Sampai detik ini, aku belum mendengar cuitan anak sejarah mendobrak batas-batas ketidakjelasan sejarah di negeri ini. Mereka hanya mengikuti alur seperti apa yang dikatakan. Apakah itu sifat calon sejarawan sejati? Tidak berani beda atas pendapatnya? Sejarah juga perlu diajak berdialog dengan kata-kata yang keluar dari mulut anak sejarah itu sendiri. Niscaya, jika sejarah dibicarakan terus di kampus, maka benderang sejarah akan menerangi karya-karya para pendahulu. Karena sudah ditempatkan di tempatnya. Tidak digunakan hanya saat "ada maunya". Tugas dan ujian tidak lagi menjadi tradisi mencari nilai tinggi, tetapi bisa mengasah daya pikir kesejarahan.

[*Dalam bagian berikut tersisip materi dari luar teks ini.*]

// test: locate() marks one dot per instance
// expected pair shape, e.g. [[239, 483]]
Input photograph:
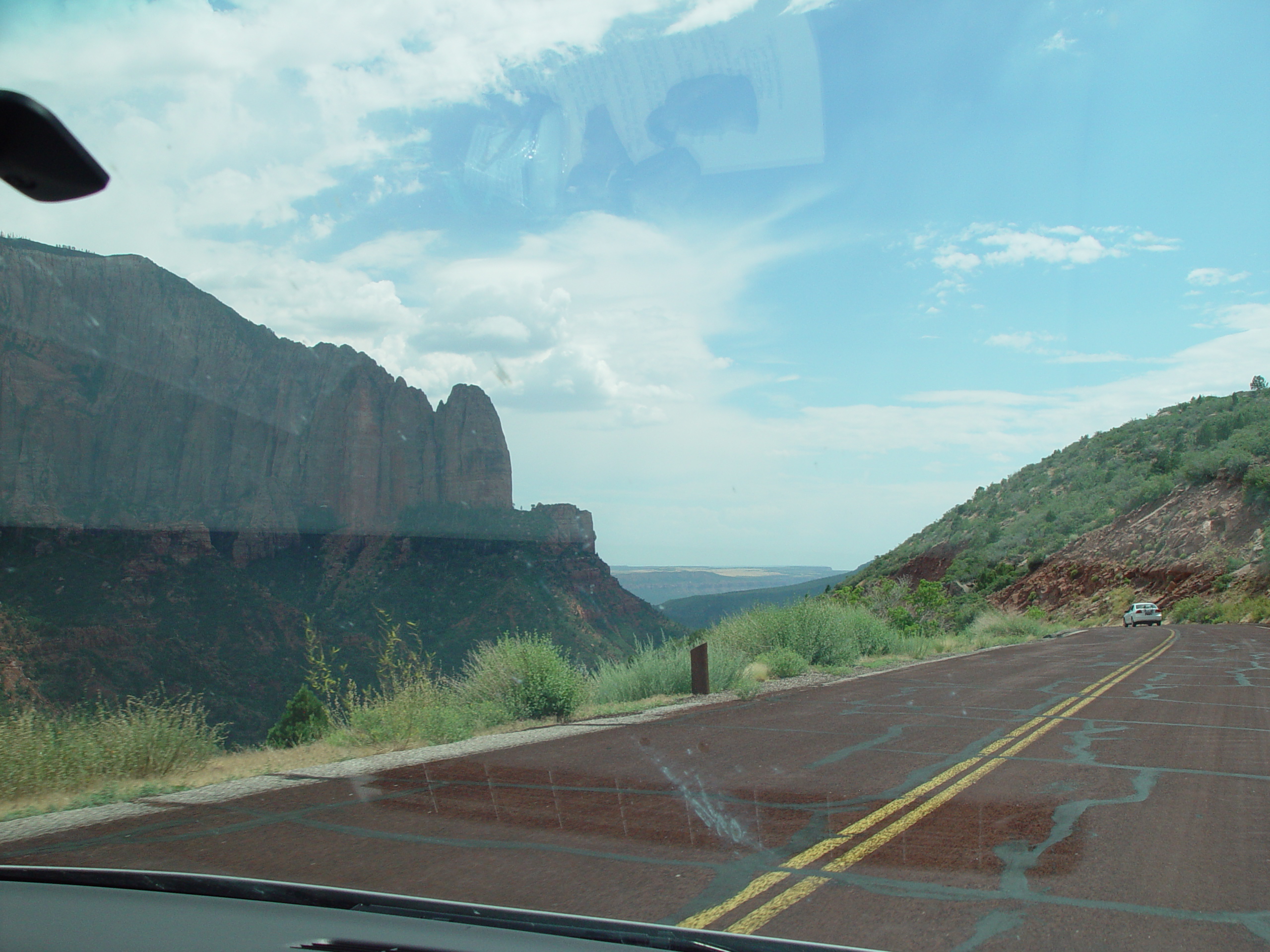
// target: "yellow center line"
[[765, 913], [763, 883]]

Sejarawan itu sama dengan sastrawan. Bedanya, sejarawan berfokus pada masa lalu, membangun ingatan agar terjaga dengan baik. Namun, sejarawan juga bisa meminjamkan diksi-diksi indah kepada sastrawan untuk menghidupkan sejarah agar bisa dibaca dan dirasakan oleh pembacanya. Sayangnya, banyak dari kami belum mampu menulis masa lalu dengan perspektif historis yang tajam. Ini menjadi pekerjaan rumah bersama bagi kita semua. Oleh karena itu, budaya menulis di lingkungan ini perlu terus ditumbuhkan, karena setiap individu sebenarnya memiliki potensi untuk menghasilkan karya menarik. Sayangnya, kesempatan ini seringkali tidak dimanfaatkan secara maksimal. Untungnya, masih ada tugas-tugas yang menjadi sarana latihan menulis. Namun, sayangnya masih ada yang memakai teknologi secara tidak etis, hanya menyusun ratusan kata tanpa usaha dan tanpa keterlibatan pribadi dalam proses menulis.

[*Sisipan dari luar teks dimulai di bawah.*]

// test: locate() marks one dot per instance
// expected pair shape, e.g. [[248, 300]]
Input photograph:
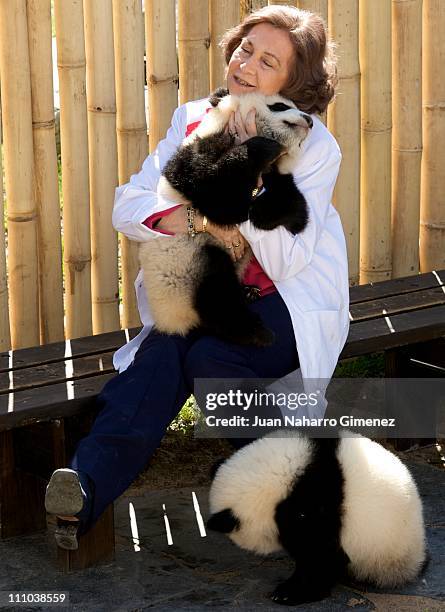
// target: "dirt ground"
[[183, 461]]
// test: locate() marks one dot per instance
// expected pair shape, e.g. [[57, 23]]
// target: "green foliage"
[[367, 366], [186, 419]]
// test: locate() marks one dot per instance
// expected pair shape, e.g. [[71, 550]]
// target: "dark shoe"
[[67, 534], [68, 494]]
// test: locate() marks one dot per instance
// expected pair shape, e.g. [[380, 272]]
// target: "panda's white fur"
[[382, 528], [172, 269], [269, 124], [173, 266]]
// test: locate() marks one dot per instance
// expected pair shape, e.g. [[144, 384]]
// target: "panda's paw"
[[291, 593]]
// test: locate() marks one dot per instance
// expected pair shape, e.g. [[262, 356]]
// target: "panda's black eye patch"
[[278, 107]]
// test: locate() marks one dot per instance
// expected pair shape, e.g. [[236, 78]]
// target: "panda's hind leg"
[[221, 303]]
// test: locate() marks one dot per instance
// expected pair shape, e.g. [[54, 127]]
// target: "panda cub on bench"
[[192, 281], [340, 507]]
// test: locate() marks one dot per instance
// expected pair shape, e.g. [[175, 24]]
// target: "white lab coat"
[[309, 270]]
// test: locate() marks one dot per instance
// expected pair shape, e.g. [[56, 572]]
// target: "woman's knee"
[[209, 357]]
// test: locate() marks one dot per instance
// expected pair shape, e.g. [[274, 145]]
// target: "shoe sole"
[[64, 494]]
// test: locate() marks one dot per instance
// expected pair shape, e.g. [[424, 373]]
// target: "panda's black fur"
[[193, 282]]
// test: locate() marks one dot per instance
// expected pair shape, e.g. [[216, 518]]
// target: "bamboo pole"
[[162, 66], [407, 135], [101, 100], [375, 187], [193, 45], [131, 126], [290, 2], [222, 17], [5, 336], [249, 6], [45, 165], [344, 123], [18, 152], [74, 144], [432, 225], [315, 6]]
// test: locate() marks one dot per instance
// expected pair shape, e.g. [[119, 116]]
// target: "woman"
[[303, 279]]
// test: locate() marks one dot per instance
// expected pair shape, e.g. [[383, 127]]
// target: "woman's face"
[[261, 60]]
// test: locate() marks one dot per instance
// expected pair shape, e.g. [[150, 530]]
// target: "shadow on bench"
[[47, 396]]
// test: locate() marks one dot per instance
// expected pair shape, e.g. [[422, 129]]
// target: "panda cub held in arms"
[[340, 507], [192, 281]]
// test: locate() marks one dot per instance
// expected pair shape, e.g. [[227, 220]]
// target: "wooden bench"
[[47, 396]]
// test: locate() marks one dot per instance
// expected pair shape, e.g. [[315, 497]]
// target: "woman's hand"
[[243, 130]]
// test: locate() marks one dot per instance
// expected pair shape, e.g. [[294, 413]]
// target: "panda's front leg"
[[304, 586], [282, 203]]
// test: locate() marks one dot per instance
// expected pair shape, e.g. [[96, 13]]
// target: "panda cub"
[[339, 507], [191, 281]]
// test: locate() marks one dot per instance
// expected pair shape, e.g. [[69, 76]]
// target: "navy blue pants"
[[138, 405]]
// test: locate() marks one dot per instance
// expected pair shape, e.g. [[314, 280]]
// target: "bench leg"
[[399, 364], [22, 494], [97, 545]]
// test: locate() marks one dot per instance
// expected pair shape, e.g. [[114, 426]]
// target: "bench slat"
[[409, 327], [48, 403], [53, 373], [50, 353], [382, 289], [397, 304]]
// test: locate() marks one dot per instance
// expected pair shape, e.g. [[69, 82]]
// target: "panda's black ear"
[[215, 96], [224, 521], [279, 107]]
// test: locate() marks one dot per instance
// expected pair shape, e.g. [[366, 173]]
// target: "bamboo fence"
[[45, 165], [387, 117], [19, 171], [222, 17], [162, 66], [344, 122], [193, 45], [131, 127], [375, 186], [5, 336], [407, 134], [432, 209], [71, 64], [101, 97]]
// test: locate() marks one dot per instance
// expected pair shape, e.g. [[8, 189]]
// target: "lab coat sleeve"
[[138, 199], [280, 253]]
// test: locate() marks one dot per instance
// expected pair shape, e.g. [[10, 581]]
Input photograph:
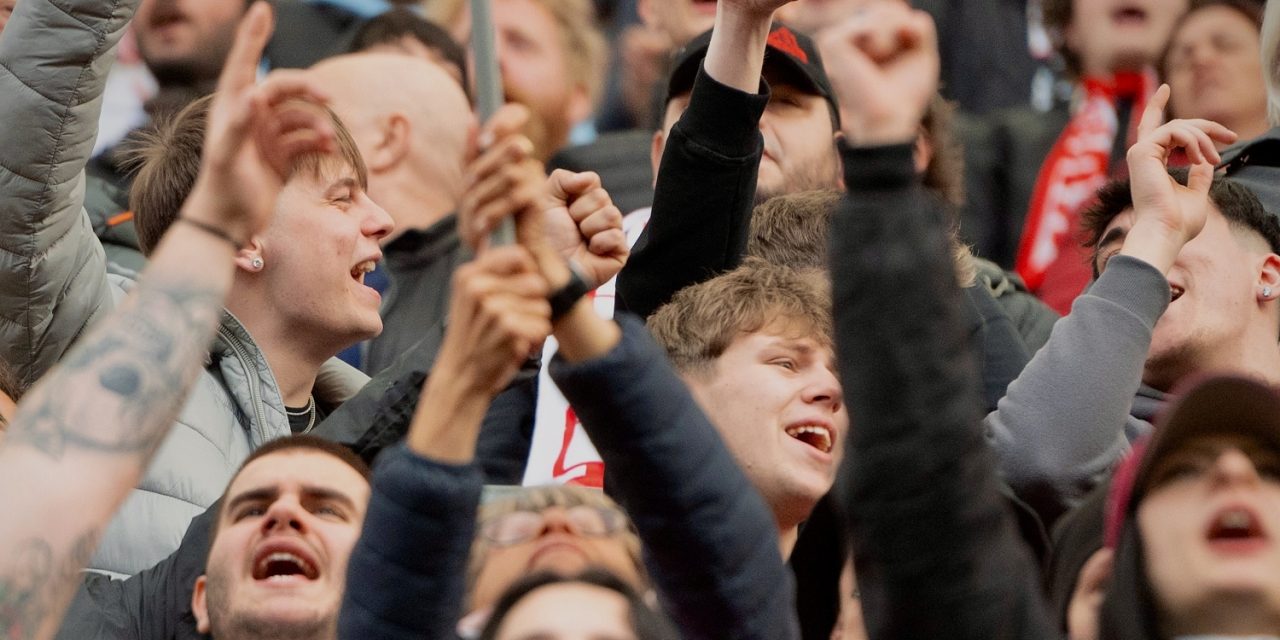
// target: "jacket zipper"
[[255, 394]]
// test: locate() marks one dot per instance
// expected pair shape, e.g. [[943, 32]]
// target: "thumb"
[[1201, 178]]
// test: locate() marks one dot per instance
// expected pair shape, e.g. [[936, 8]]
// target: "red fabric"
[[1120, 493], [1050, 257]]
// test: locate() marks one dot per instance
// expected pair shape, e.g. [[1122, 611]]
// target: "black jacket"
[[938, 554], [703, 200], [711, 543], [420, 265]]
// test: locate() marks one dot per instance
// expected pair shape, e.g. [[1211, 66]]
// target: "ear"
[[656, 146], [199, 607], [644, 10], [246, 255], [392, 145], [1269, 277], [579, 105], [923, 152]]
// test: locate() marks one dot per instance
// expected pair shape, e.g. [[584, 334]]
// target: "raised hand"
[[503, 179], [254, 133], [498, 316], [1168, 214], [583, 224], [883, 65]]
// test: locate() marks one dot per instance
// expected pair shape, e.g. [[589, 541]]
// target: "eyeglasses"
[[521, 526]]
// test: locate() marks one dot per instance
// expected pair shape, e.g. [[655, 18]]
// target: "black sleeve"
[[711, 543], [1004, 353], [702, 204], [938, 554], [379, 415], [151, 604]]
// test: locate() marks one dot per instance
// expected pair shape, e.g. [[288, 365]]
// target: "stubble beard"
[[227, 624], [818, 174]]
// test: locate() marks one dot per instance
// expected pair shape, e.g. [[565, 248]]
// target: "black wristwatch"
[[563, 300]]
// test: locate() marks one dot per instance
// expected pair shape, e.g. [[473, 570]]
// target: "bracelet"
[[213, 231], [563, 300]]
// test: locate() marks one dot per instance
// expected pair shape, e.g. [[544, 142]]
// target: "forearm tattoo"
[[122, 387], [115, 394], [33, 577]]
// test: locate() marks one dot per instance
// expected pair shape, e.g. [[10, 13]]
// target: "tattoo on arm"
[[119, 391], [35, 580], [114, 396]]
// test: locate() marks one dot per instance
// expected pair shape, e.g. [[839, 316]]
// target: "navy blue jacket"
[[711, 544]]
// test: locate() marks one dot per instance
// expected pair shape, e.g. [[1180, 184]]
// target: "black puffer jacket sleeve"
[[938, 554], [703, 199], [711, 543], [407, 574]]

Disayangkan sekali jika anak sejarah ini tidak mampu menulis kembali masa lalu. Rumit memang membahas sejarah karena harus mengumpulkan dokumen-dokumen yang usang, memeriksa dokumen itu dengan teliti, dan menafsirkan dengan bekal teori yang sudah diberikan. Kemudian menuliskannya untuk pembaca yang ingin tahu. Hidup dan matinya sejarah tergantung penulisnya. Apakah penulis bisa menghidupkan sejarah dengan gaya bahasanya, atau justru mematikan makna dengan sekadar menyajikan deskripsi masa lalu tanpa nyawa. Makna ditinggalkan, sekadar formalitas pada akhirnya.

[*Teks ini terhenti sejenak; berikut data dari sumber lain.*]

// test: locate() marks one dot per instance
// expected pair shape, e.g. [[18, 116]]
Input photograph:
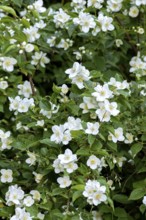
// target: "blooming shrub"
[[72, 110]]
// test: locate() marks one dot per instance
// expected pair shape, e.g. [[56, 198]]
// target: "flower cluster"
[[94, 192]]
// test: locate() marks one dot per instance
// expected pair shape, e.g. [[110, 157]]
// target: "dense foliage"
[[73, 110]]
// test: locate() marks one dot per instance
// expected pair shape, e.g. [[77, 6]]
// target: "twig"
[[31, 84]]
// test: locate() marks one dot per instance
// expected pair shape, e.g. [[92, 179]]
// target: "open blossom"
[[28, 201], [38, 5], [114, 5], [14, 195], [60, 18], [64, 181], [140, 2], [67, 157], [20, 105], [92, 128], [31, 33], [25, 89], [93, 162], [21, 214], [73, 124], [40, 58], [32, 158], [102, 93], [111, 107], [144, 200], [85, 21], [3, 84], [35, 195], [94, 192], [133, 12], [106, 23], [117, 136], [95, 3], [6, 175], [8, 63]]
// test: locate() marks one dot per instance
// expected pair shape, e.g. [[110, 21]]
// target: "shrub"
[[72, 108]]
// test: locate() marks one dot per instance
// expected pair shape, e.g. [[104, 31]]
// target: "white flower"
[[94, 192], [114, 5], [41, 24], [51, 41], [105, 22], [32, 158], [40, 216], [31, 33], [38, 177], [144, 200], [102, 92], [60, 18], [57, 135], [21, 214], [28, 201], [40, 58], [29, 48], [38, 6], [119, 42], [95, 3], [14, 195], [129, 138], [3, 84], [117, 136], [25, 89], [85, 21], [40, 123], [73, 123], [119, 161], [8, 63], [92, 128], [36, 195], [133, 12], [64, 89], [70, 167], [96, 215], [111, 107], [6, 176], [93, 162], [99, 196], [67, 157], [72, 72], [58, 166], [64, 181], [140, 2]]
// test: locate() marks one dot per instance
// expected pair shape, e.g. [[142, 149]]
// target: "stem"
[[31, 84], [127, 35]]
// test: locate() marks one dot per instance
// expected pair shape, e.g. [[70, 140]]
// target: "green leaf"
[[91, 139], [76, 195], [142, 208], [17, 2], [136, 148], [123, 199], [78, 187], [137, 194], [119, 212], [48, 142], [8, 9]]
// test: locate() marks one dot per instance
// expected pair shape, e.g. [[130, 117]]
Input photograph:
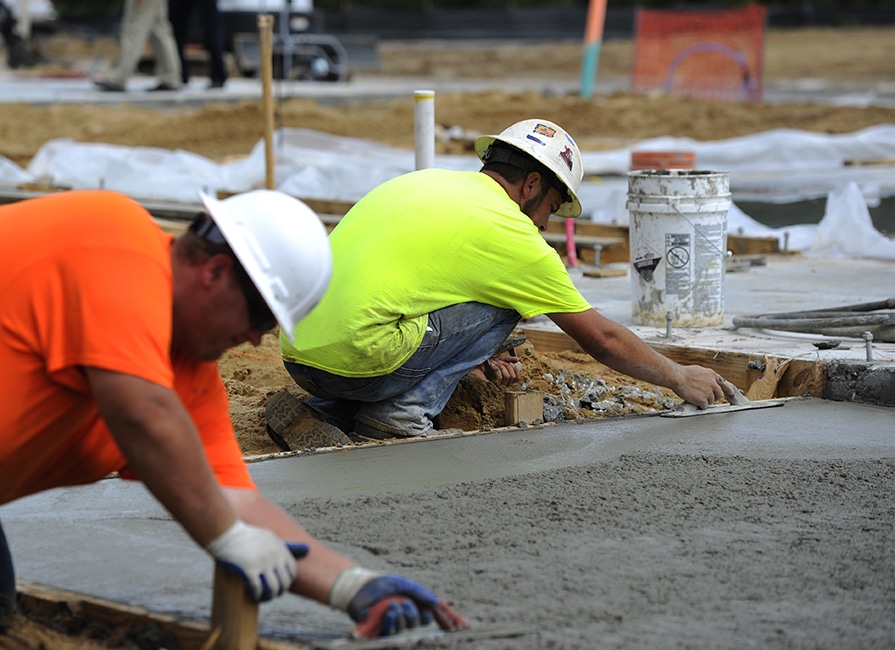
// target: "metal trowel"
[[736, 402]]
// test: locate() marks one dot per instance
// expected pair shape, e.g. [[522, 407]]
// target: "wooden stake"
[[233, 612], [523, 407], [265, 36]]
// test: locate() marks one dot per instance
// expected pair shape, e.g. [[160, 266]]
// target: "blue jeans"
[[403, 403], [7, 579]]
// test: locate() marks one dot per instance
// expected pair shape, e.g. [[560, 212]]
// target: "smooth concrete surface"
[[112, 540]]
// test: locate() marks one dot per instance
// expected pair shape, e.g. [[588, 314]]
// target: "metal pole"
[[593, 37], [424, 127], [265, 36]]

Sebelum menulis adalah membaca. Dan sebelum membaca adalah mencari topik. Hal-hal seperti ini perlu keinginan yang lebih, karena keingintahuan kita akan membawa kepada ketahuan kita atas cakrawala ilmu yang kita dapat. Membaca adalah kegiatan menelusuri samudra kata-kata. Setiap bab, setiap paragraf, kita menemukan hal baru. Hal yang mengejutkan. Hal itu bisa menjadi ide tulisan atau bahan diskusi dengan teman. Karena menyibukkan diri dengan kata dan data sejarah akan memperkaya cakrawala keilmuan sejarah kita nantinya.
Saya sendiri pun masih bingung dengan sejarah. Saya masih butuh tempat diskusi yang bisa menawarkan ruang untuk membahas, misalnya, perang dunia ketiga jika mungkin terjadi, dengan menilik akar sejarah yang pernah ada. Kemungkinan-kemungkinan itu sudah tertulis dalam lembaran-lembaran sejarah. Mungkin saya tak tahu kalau teman-teman saya sudah berdiskusi sejak lama dan tidak perlu dipublikasikan. Atau mungkin teman-teman saya sudah banyak yang menulis selain tugas. Hanya saya yang tertinggal dari semuanya.
Maka dari itu, saya butuh bimbingan dari teman-teman. Karena saya butuh belajar dan berkarya dalam melestarikan ingatan kolektif masa lalu yang tidak akan usang walau ditelan zaman. Zamannya lapar, makanya mau makan sejarah. Tapi menurut saya, tidak bisa. Karena sejarah akan terus hidup jika ada yang peduli, menuliskan, dan mendiskusikannya. Sejarah akan punya tempat hidup, di tempat yang semestinya, yaitu di dalam wadah pertanyaan tanpa akhir.